To avoid this fate, junkies would approach other Westerners on visiting days to carry back cartons of cigarettes or coffee (the main “currencies”) for them, bypassing the stripping inflicted by rapacious creditors.

In cases where they had nothing to pawn, and whose monthly funds had already been spent or promised several times over, addicts were forced into creative ruses.

Secretly approaching different dealers for dope on credit worked for a while, but the credit was quickly exhausted for most users’ habits. Some would carry around a forged letter supposedly ‘proving’ that more money was on the way from home, trying to beg for a loan.

Elaborate ‘sob stories’ would be crafted by addicts, begging for money or dope, and were tested on anyone willing to listen. This included other prisoners, the missionaries, friends, and relatives, both in person and through the mail. Of course, this relentless con-jobbing left the embassies and
missionaries very cynical, and made life difficult for everyone else who was legitimately trying to get a little help.

When all else failed, in absolute desperation, terrible depths of degradation were plumbed.

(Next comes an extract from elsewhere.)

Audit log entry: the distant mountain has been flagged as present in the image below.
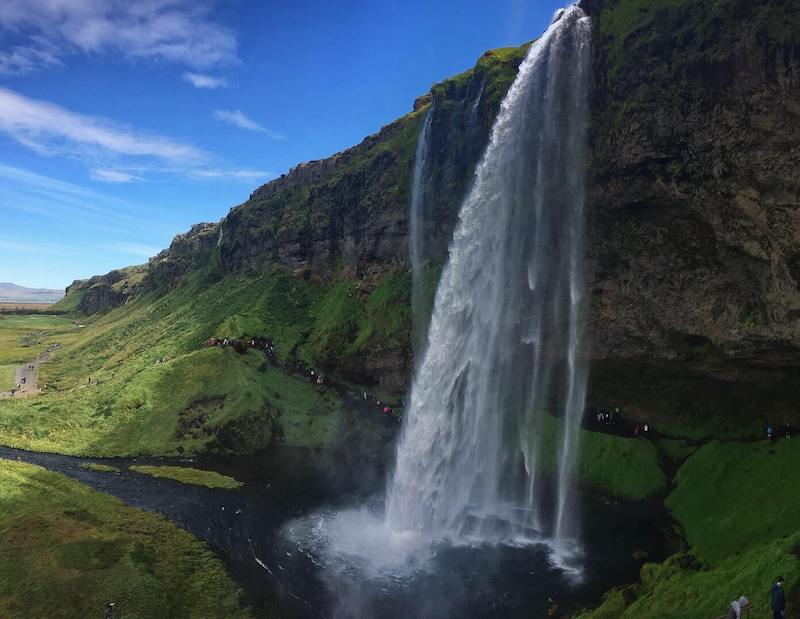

Junkies sold sexual favors for a fix. Junkies acted as ‘mules’ by carrying dope up their rectum from the visiting room back to the buildings. Junkies stole everything not nailed down and guarded. Junkies sold things they had borrowed or did not own to naïve buyers. Junkies made family members believe their death by violence or illness was imminent without money. These and other sordid behaviors were commonplace.

Johann was fortunate enough in that he never hit rock bottom. Generally, he maintained a twenty dollar a day drug habit with his usage jumping to fifty or one-hundred dollar parties on ‘pay day.’

It was a rare month, however, that Johann did not have to sell some of his food parcel and scramble for money after having spent his monthly stipend. Debts were juggled, extended for months, keeping junkies in perpetual difficulty with cash. The agony of trying to make a clean break was beyond all but the ironwilled.

At the height of the dry season one year, temperatures regularly topped 100 degrees Fahrenheit for weeks on end, and the weaker prisoners collapsed and sometimes died of heat stroke. Johann had a streak of bad luck.

Usually, German missionaries received the money sent by Johann’s mother, and would do basic shopping for him, as well as such errands as buying art supplies or other requests.

This time, though, the two German women who regularly visited were both back in Germany with their husbands on their semi-annual vacations. Worse, the Austrian Embassy never came to the prison, relying on the missionaries to handle what little official business Johann might need to conduct.

The monthly money had not arrived, and Johann was frantic, as no one could explain why the Embassy did not answer his letters, and he had
overextended himself buying heroin the previous month. Creditors—made short-tempered by the heat, were demanding he pay up, and scoffed at his insistence that the money mysteriously had not arrived, believing he was merely defrauding them of payment … understandably so.

His entire food parcel had gone, every piece of art he owned was pawned, and all but the clothes on his back were security for loans. Johann had ransacked his house for things to cash in, but to no avail. Not a single item remained that could bring more than a dollar.